AI Usage Link to heading

AI usage was a hotly debated topic - both at home and in my own head. Part of me saw this tournament as a chance to stress-test the current capabilities of tools like Claude Code or OpenAI Codex. Another part felt like it was a shortcut. Self-deception, even.

The official rules, however, didn’t dodge the question. They explicitly allowed LLMs. And when the organizers - presumably also somewhat caught off guard by what current models can do - reacted, they did so thoughtfully: participant profiles could include a declaration of whether AI was used or not. Transparent. Honest. A reasonable approach for the transitional phase we’re all navigating. That said, I suspect more complex challenges were solved this year than in any previous SHC.

My own usage evolved over time. At first, I wanted to solve everything myself. Then I started pulling in AI selectively - mostly to generate or tweak scripts based on my ideas. But in the second wave of challenges, some truly gnarly problems appeared that were, in my opinion, barely crackable without deep cryptographic knowledge or niche mathematics (e.g., quantosaurus, punkhash). For those, I needed more than a script monkey. I needed a proper wingman.

Credit where it’s due: the organizers will need to figure out how to handle this long-term, but their current approach works.
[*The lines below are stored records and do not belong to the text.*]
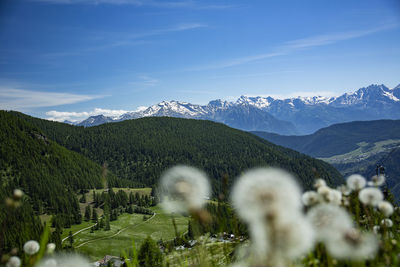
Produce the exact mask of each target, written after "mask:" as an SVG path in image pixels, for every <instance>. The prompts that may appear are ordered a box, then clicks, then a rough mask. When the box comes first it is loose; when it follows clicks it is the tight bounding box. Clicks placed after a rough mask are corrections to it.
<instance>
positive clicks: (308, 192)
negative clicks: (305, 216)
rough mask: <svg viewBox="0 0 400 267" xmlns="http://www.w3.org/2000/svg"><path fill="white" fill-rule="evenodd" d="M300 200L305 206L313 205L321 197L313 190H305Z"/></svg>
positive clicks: (317, 200) (315, 204)
mask: <svg viewBox="0 0 400 267" xmlns="http://www.w3.org/2000/svg"><path fill="white" fill-rule="evenodd" d="M301 201H302V202H303V204H304V205H305V206H313V205H316V204H318V203H319V202H320V201H321V197H320V195H319V194H318V193H317V192H315V191H307V192H304V193H303V195H302V196H301Z"/></svg>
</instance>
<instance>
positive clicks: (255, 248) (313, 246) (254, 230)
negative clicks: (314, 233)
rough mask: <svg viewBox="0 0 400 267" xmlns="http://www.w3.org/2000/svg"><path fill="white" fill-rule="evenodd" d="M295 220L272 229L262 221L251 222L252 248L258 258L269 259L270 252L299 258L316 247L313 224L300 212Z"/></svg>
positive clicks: (250, 226)
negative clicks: (268, 257)
mask: <svg viewBox="0 0 400 267" xmlns="http://www.w3.org/2000/svg"><path fill="white" fill-rule="evenodd" d="M296 218H297V219H295V220H292V221H287V222H285V223H280V224H277V225H275V227H274V228H273V229H272V228H271V227H269V225H266V224H265V223H264V222H262V221H257V220H256V221H253V222H252V223H251V224H249V232H250V239H251V241H252V242H251V244H252V245H251V249H252V253H253V256H255V257H256V258H257V259H258V260H263V259H265V260H268V259H267V258H266V257H268V253H272V252H273V253H276V254H277V255H280V256H282V257H284V258H287V259H297V258H299V257H301V256H303V255H304V254H306V253H307V252H309V251H310V250H311V249H312V248H313V247H314V241H315V239H314V230H313V228H312V225H311V224H310V222H309V221H308V220H306V219H305V217H304V216H303V215H302V214H301V213H300V212H299V213H298V214H297V215H296Z"/></svg>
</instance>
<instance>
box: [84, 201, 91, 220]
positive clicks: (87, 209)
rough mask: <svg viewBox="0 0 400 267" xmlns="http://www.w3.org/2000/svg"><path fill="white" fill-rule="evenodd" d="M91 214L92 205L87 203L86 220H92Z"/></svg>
mask: <svg viewBox="0 0 400 267" xmlns="http://www.w3.org/2000/svg"><path fill="white" fill-rule="evenodd" d="M90 214H91V210H90V206H89V205H87V206H86V208H85V221H86V222H88V221H90Z"/></svg>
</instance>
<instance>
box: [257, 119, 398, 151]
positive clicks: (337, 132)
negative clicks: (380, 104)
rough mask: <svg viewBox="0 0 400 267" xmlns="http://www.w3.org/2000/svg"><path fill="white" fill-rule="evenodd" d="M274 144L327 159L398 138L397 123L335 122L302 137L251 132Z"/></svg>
mask: <svg viewBox="0 0 400 267" xmlns="http://www.w3.org/2000/svg"><path fill="white" fill-rule="evenodd" d="M253 133H254V134H255V135H257V136H260V137H262V138H264V139H266V140H268V141H270V142H272V143H274V144H278V145H282V146H285V147H288V148H291V149H294V150H296V151H300V152H302V153H305V154H307V155H311V156H313V157H321V158H324V157H331V156H334V155H339V154H344V153H347V152H350V151H352V150H354V149H357V148H358V145H357V143H360V142H367V143H374V142H379V141H384V140H388V139H400V120H377V121H354V122H348V123H339V124H334V125H332V126H329V127H326V128H323V129H320V130H318V131H316V132H315V133H313V134H310V135H303V136H285V135H279V134H273V133H267V132H253Z"/></svg>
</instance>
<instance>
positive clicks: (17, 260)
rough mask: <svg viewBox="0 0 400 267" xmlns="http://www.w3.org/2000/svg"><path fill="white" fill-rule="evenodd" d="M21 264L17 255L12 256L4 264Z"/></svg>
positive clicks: (8, 266) (9, 264) (12, 265)
mask: <svg viewBox="0 0 400 267" xmlns="http://www.w3.org/2000/svg"><path fill="white" fill-rule="evenodd" d="M19 266H21V260H20V258H18V257H17V256H12V257H11V258H10V259H9V260H8V261H7V264H6V267H19Z"/></svg>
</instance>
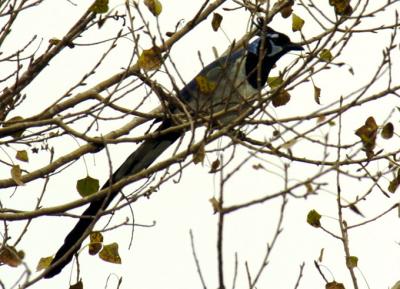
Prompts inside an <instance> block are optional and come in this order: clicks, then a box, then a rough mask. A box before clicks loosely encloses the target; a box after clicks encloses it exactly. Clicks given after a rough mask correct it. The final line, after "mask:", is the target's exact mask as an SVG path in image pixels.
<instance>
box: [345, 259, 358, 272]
mask: <svg viewBox="0 0 400 289" xmlns="http://www.w3.org/2000/svg"><path fill="white" fill-rule="evenodd" d="M357 264H358V258H357V257H356V256H349V257H348V258H347V260H346V265H347V268H350V269H351V268H355V267H357Z"/></svg>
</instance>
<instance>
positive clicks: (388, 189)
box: [388, 169, 400, 193]
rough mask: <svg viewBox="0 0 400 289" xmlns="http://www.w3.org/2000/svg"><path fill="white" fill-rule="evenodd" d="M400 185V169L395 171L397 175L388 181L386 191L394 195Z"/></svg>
mask: <svg viewBox="0 0 400 289" xmlns="http://www.w3.org/2000/svg"><path fill="white" fill-rule="evenodd" d="M399 185H400V169H398V171H397V175H396V176H395V177H394V178H393V180H391V181H390V183H389V186H388V191H389V192H391V193H394V192H395V191H396V190H397V188H398V187H399Z"/></svg>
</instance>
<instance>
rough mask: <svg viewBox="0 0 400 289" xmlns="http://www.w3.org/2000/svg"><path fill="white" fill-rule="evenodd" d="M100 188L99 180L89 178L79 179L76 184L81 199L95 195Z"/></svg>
mask: <svg viewBox="0 0 400 289" xmlns="http://www.w3.org/2000/svg"><path fill="white" fill-rule="evenodd" d="M99 188H100V185H99V180H98V179H94V178H92V177H90V176H87V177H86V178H83V179H80V180H78V181H77V182H76V189H77V191H78V193H79V194H80V195H81V196H82V197H87V196H90V195H92V194H94V193H96V192H97V191H98V190H99Z"/></svg>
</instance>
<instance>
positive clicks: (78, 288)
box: [69, 280, 83, 289]
mask: <svg viewBox="0 0 400 289" xmlns="http://www.w3.org/2000/svg"><path fill="white" fill-rule="evenodd" d="M69 289H83V283H82V280H79V281H78V283H75V284H73V285H71V286H70V287H69Z"/></svg>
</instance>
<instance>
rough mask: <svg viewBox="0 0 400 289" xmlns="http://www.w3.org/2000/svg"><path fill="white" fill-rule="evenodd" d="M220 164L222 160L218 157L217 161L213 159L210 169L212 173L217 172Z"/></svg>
mask: <svg viewBox="0 0 400 289" xmlns="http://www.w3.org/2000/svg"><path fill="white" fill-rule="evenodd" d="M220 164H221V162H220V160H219V159H216V160H215V161H213V162H212V164H211V170H210V171H209V173H210V174H212V173H215V172H217V171H218V169H219V166H220Z"/></svg>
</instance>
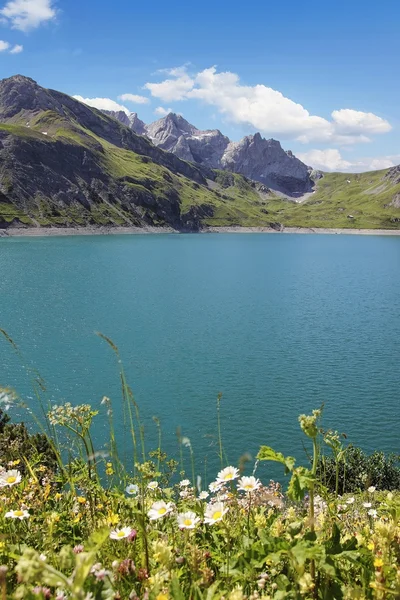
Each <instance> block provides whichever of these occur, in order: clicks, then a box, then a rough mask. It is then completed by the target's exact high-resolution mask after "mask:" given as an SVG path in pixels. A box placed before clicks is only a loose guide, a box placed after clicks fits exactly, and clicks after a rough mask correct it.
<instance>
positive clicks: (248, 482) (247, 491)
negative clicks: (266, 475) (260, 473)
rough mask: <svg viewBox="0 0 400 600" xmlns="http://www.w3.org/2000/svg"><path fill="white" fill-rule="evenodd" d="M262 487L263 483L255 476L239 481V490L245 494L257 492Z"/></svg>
mask: <svg viewBox="0 0 400 600" xmlns="http://www.w3.org/2000/svg"><path fill="white" fill-rule="evenodd" d="M260 486H261V481H260V480H259V479H256V478H255V477H254V476H253V475H251V476H250V477H242V478H241V479H239V481H238V490H242V491H243V492H248V493H249V492H255V491H256V490H258V488H259V487H260Z"/></svg>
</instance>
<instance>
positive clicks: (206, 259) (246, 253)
mask: <svg viewBox="0 0 400 600" xmlns="http://www.w3.org/2000/svg"><path fill="white" fill-rule="evenodd" d="M0 327H1V328H3V329H5V330H6V331H7V332H8V333H9V335H10V336H11V337H12V338H13V339H14V340H15V342H16V343H17V344H18V345H19V347H20V349H21V351H22V353H23V355H24V360H25V367H26V366H27V365H29V366H35V367H36V368H37V369H38V370H39V371H40V373H41V375H42V376H43V377H44V379H45V380H46V382H47V389H48V397H49V398H50V399H51V400H52V401H53V402H56V403H60V402H63V401H67V400H69V401H71V402H72V403H81V402H89V403H91V404H92V405H97V406H98V405H99V404H100V400H101V398H102V397H103V396H104V395H107V396H109V397H110V398H111V399H112V400H113V404H114V413H115V415H116V417H117V421H118V422H117V427H118V437H119V441H120V443H122V425H121V422H122V411H121V400H120V398H121V395H120V389H119V379H118V365H117V364H116V361H115V358H114V356H113V354H112V352H111V350H110V349H109V347H108V346H107V345H106V344H105V343H104V342H103V341H102V340H100V339H99V338H98V337H97V336H96V335H95V334H94V332H95V331H101V332H103V333H104V334H105V335H107V336H110V337H111V338H112V339H113V341H114V342H115V343H116V344H117V345H118V347H119V349H120V353H121V356H122V359H123V362H124V365H125V369H126V373H127V377H128V380H129V382H130V384H131V386H132V388H133V390H134V392H135V397H136V400H137V402H138V404H139V406H140V409H141V413H142V415H143V416H144V418H145V422H146V438H147V440H148V449H150V448H151V447H152V446H154V445H155V439H156V431H155V426H154V423H153V421H152V418H151V417H152V416H157V417H159V418H160V420H161V425H162V432H163V439H164V443H163V446H164V448H165V449H166V450H167V451H168V452H171V453H173V454H174V455H175V456H176V455H177V454H178V451H177V443H176V436H175V431H176V427H177V426H180V427H181V428H182V432H183V434H184V435H186V436H187V437H189V438H190V439H191V442H192V445H193V448H194V451H195V454H196V457H197V460H198V462H199V463H200V462H202V461H203V459H204V457H207V463H208V472H209V473H210V477H213V475H214V472H215V469H216V468H217V466H218V459H217V456H216V452H217V447H216V418H215V415H216V410H215V407H216V396H217V394H218V392H220V391H221V392H222V393H223V399H222V402H221V416H222V427H223V438H224V446H225V448H226V450H227V454H228V457H229V459H230V461H231V462H232V463H236V462H237V460H238V458H239V456H240V455H241V454H243V453H244V452H249V453H250V454H251V455H252V456H254V455H255V454H256V452H257V449H258V447H259V445H260V444H268V445H270V446H273V447H275V448H276V449H278V450H280V451H282V452H284V453H287V454H291V455H295V456H297V457H299V458H301V457H304V451H303V449H302V436H301V434H300V430H299V427H298V423H297V416H298V414H299V413H301V412H307V411H310V410H311V409H312V408H316V407H318V406H319V405H320V404H321V403H322V402H324V403H325V414H324V425H325V426H326V427H333V428H335V429H338V430H339V431H342V432H345V433H346V434H347V435H348V437H349V440H350V441H351V442H353V443H354V444H356V445H360V446H361V447H363V448H364V449H366V450H367V451H372V450H374V449H376V448H377V449H382V450H385V451H397V452H399V451H400V444H399V431H400V237H384V236H381V237H379V236H351V235H340V236H339V235H336V236H334V235H263V234H220V235H218V234H209V235H123V236H93V237H85V236H82V237H65V238H54V237H52V238H36V239H35V238H33V239H32V238H31V239H29V238H10V239H1V240H0ZM0 385H4V386H12V387H14V388H16V389H17V390H18V392H20V394H21V396H22V397H23V398H24V399H26V400H27V401H28V403H30V404H31V405H32V406H33V407H35V401H34V400H33V399H32V390H31V385H30V383H29V376H28V371H27V369H26V368H24V367H23V366H21V363H20V361H19V359H18V358H17V357H16V355H15V354H14V353H13V352H12V350H11V348H10V346H9V345H8V344H6V343H5V342H4V341H3V340H0ZM102 409H103V410H104V407H102ZM106 431H107V424H106V420H105V418H103V417H102V418H99V419H98V423H97V425H96V437H97V444H98V446H99V445H101V443H103V442H104V440H105V438H106ZM185 452H186V455H187V450H186V451H185ZM187 466H189V462H188V463H187ZM199 468H200V467H199ZM260 473H261V474H262V475H263V476H265V477H266V478H268V477H269V476H277V474H278V473H279V469H277V468H276V467H275V466H272V465H271V467H267V466H265V465H263V468H262V471H261V472H260Z"/></svg>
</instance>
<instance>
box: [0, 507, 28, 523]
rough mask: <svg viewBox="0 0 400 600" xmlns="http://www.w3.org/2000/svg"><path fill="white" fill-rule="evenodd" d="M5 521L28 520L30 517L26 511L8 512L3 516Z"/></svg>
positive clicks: (27, 511) (19, 509)
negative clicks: (7, 519) (6, 519)
mask: <svg viewBox="0 0 400 600" xmlns="http://www.w3.org/2000/svg"><path fill="white" fill-rule="evenodd" d="M4 516H5V517H6V519H19V520H20V521H22V519H29V517H30V515H29V513H28V511H27V510H22V509H19V510H9V511H8V512H7V513H6V514H5V515H4Z"/></svg>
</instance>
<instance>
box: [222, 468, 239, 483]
mask: <svg viewBox="0 0 400 600" xmlns="http://www.w3.org/2000/svg"><path fill="white" fill-rule="evenodd" d="M238 477H239V470H238V469H236V467H226V468H225V469H222V471H220V472H219V473H218V475H217V481H218V482H219V483H226V482H229V481H232V479H237V478H238Z"/></svg>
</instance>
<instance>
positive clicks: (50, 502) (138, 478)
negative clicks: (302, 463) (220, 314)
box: [0, 340, 400, 600]
mask: <svg viewBox="0 0 400 600" xmlns="http://www.w3.org/2000/svg"><path fill="white" fill-rule="evenodd" d="M9 341H10V342H11V343H12V341H11V340H9ZM107 341H108V342H109V343H110V345H111V346H112V348H113V349H114V351H115V352H116V353H117V354H118V351H117V349H116V348H115V346H114V345H113V344H112V343H111V342H110V341H109V340H107ZM119 364H120V363H119ZM37 381H38V386H39V387H36V389H37V390H38V389H39V388H40V385H41V382H40V380H37ZM121 382H122V396H123V412H124V415H125V417H126V422H127V429H128V430H129V432H130V434H131V439H132V456H131V459H128V460H127V461H126V462H124V463H122V461H121V460H120V459H119V454H118V448H117V444H116V440H115V433H114V427H113V413H112V405H111V401H110V400H109V399H108V398H103V400H102V402H101V405H100V406H99V407H98V408H99V409H100V408H102V409H103V410H104V411H105V413H106V416H107V418H108V420H109V425H110V443H109V446H108V449H107V452H98V451H96V450H95V444H94V440H93V439H92V436H91V426H92V422H93V420H94V419H96V418H99V410H97V409H93V408H91V407H90V406H89V405H80V406H72V405H70V404H68V403H67V404H65V405H63V406H51V407H48V409H47V411H46V421H45V422H44V423H42V424H43V425H44V427H45V428H46V429H47V433H46V434H42V435H40V436H38V435H35V436H31V435H29V434H28V432H27V430H26V429H25V427H24V426H21V425H19V426H13V425H11V424H10V423H7V418H6V417H5V415H4V412H2V413H1V415H0V437H1V441H2V444H1V450H0V456H1V462H2V468H1V472H0V499H1V512H0V565H1V566H0V597H1V598H2V600H3V599H5V598H15V599H22V598H23V599H27V600H33V599H37V598H39V599H40V598H41V599H57V600H65V599H67V598H68V599H71V600H90V599H96V600H97V599H99V600H100V599H111V598H115V599H118V598H119V599H123V600H125V599H136V598H140V599H148V600H167V599H169V598H171V599H174V600H185V599H193V600H211V599H213V598H215V599H220V600H222V599H230V600H241V599H248V600H256V599H259V598H265V599H274V600H279V599H285V598H289V599H300V598H321V599H336V598H337V599H350V598H360V599H363V598H366V599H368V598H378V599H390V598H399V597H400V544H399V542H400V523H399V519H400V493H399V491H395V490H396V486H397V485H398V477H399V471H398V467H397V466H396V464H395V462H394V459H390V460H389V461H383V463H382V464H384V465H385V473H384V475H385V478H384V479H382V477H381V479H379V480H377V481H378V484H377V485H376V486H374V485H371V482H373V481H375V480H374V477H375V475H379V473H378V474H374V470H373V469H372V470H370V469H369V467H368V468H367V466H368V465H367V466H366V467H365V469H364V470H362V469H361V474H360V477H359V478H358V480H357V481H356V482H355V481H354V478H351V477H348V479H349V481H351V485H352V486H353V489H356V490H358V491H357V493H353V494H348V493H346V483H345V481H344V480H343V477H344V470H343V468H344V466H345V465H346V464H348V474H347V475H349V473H350V472H351V471H352V469H353V470H354V465H353V466H352V460H353V459H350V460H349V461H348V462H347V453H348V447H346V446H344V445H343V441H344V440H343V438H341V436H339V435H338V434H337V433H336V432H332V431H323V430H322V429H321V427H320V420H321V410H320V409H319V410H315V411H313V413H312V414H311V415H308V416H306V415H301V416H300V417H299V425H300V428H301V430H302V432H303V433H304V435H305V441H306V443H307V441H308V444H309V446H310V453H311V463H310V464H308V465H306V466H298V465H297V464H296V461H295V459H294V458H293V457H290V456H286V457H285V456H283V455H282V454H281V453H279V452H276V451H274V450H273V449H272V448H270V447H268V446H261V447H260V450H259V453H258V456H257V460H256V462H255V464H254V468H253V470H252V471H251V472H250V473H249V474H247V475H245V474H244V471H243V465H240V467H239V468H236V467H234V466H229V465H226V464H225V461H224V450H223V443H222V428H221V421H220V414H221V410H220V409H221V397H220V396H219V397H218V399H217V429H218V458H219V461H220V463H221V467H220V470H219V472H218V473H216V477H215V479H214V481H212V482H211V483H210V484H209V485H207V482H204V481H201V479H200V478H199V477H197V476H196V467H195V462H194V457H193V449H192V447H191V443H190V440H189V439H188V438H183V437H180V448H181V457H180V460H168V458H167V456H166V455H165V454H164V453H163V451H162V448H161V442H160V444H159V447H158V448H157V449H156V450H155V451H153V452H151V453H150V454H146V452H145V449H144V438H143V428H142V425H141V422H140V414H139V409H138V407H137V405H136V403H135V401H134V398H133V395H132V392H131V390H130V388H129V386H128V385H127V383H126V380H125V375H124V372H123V370H121ZM0 402H1V405H2V407H3V409H4V410H8V411H9V410H12V407H13V406H15V405H19V406H22V403H21V402H20V401H19V399H18V397H17V396H16V394H15V393H14V392H12V391H11V390H9V389H4V388H3V389H1V390H0ZM43 408H44V407H43ZM38 424H39V422H38ZM156 424H157V426H158V427H159V424H158V422H156ZM15 427H16V428H15ZM159 431H160V430H159ZM160 436H161V434H160ZM66 448H67V451H66ZM183 452H185V453H188V455H189V457H190V459H191V461H190V462H191V467H190V469H189V471H190V472H189V474H187V473H185V471H184V469H183V461H182V455H183ZM353 454H354V453H353ZM353 458H354V457H353ZM381 458H382V457H381ZM382 460H383V459H382ZM260 461H275V462H278V463H281V464H282V469H283V470H284V472H285V473H286V474H287V476H288V488H287V491H285V492H284V491H283V489H282V488H281V486H280V485H279V484H277V483H274V482H269V483H268V484H265V483H262V482H261V481H260V480H259V479H258V478H257V467H258V464H259V462H260ZM329 461H330V462H329ZM374 461H375V462H374ZM367 463H368V461H367ZM372 463H373V464H375V463H376V460H375V459H374V460H373V461H372ZM372 463H371V464H372ZM368 464H369V463H368ZM363 473H364V475H363ZM327 475H329V477H328V476H327ZM396 478H397V479H396ZM382 487H392V488H393V490H394V491H387V490H386V491H383V490H382V489H381V488H382Z"/></svg>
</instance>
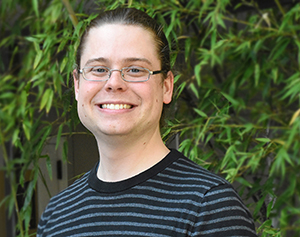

The tools exist; they will be used. In online qualifiers, there’s simply no way to prevent it.

What matters is how you use them. Those who reached for AI only as a second step - and then actually studied the solutions, understood the reproduction steps - will walk away with real knowledge. Those who carry these learnings into the finals and prepare deliberately will keep advancing. Maybe AI is just another gateway into the field. A new way to learn.

Of course, not everyone will choose the carpenter’s cup. Some will reach for the shiny golden chalice - the tempting shortcut that promises everything but teaches nothing. The real grail, as always, is the humble one: the unglamorous process of actually understanding what you’re doing.

Conclusion Link to heading

I had a blast - and learned more than I expected.

I discovered that I enjoy these puzzles far more than I’d given myself credit for. I also had to reassess my view of AI agents. In this domain, at least, they were significantly more capable than I’d assumed. And it reinforced something I’ve been thinking about for a while: the power of gamified learning - which is, at its core, what CTFs are all about.

In education, we’re moving toward the flipped classroom model: what used to happen in school now happens at home, and vice versa. You acquire knowledge independently; you deepen it through practice and discussion in class. If my apprenticeship had been built entirely around well-designed CTF challenges, I’m fairly certain my knowledge would be deeper - and acquired in half the time. Whether that would’ve been great for mental health is a different question entirely. As always, the dose makes the poison.

But the energy is there. The question is how we channel it into something productive.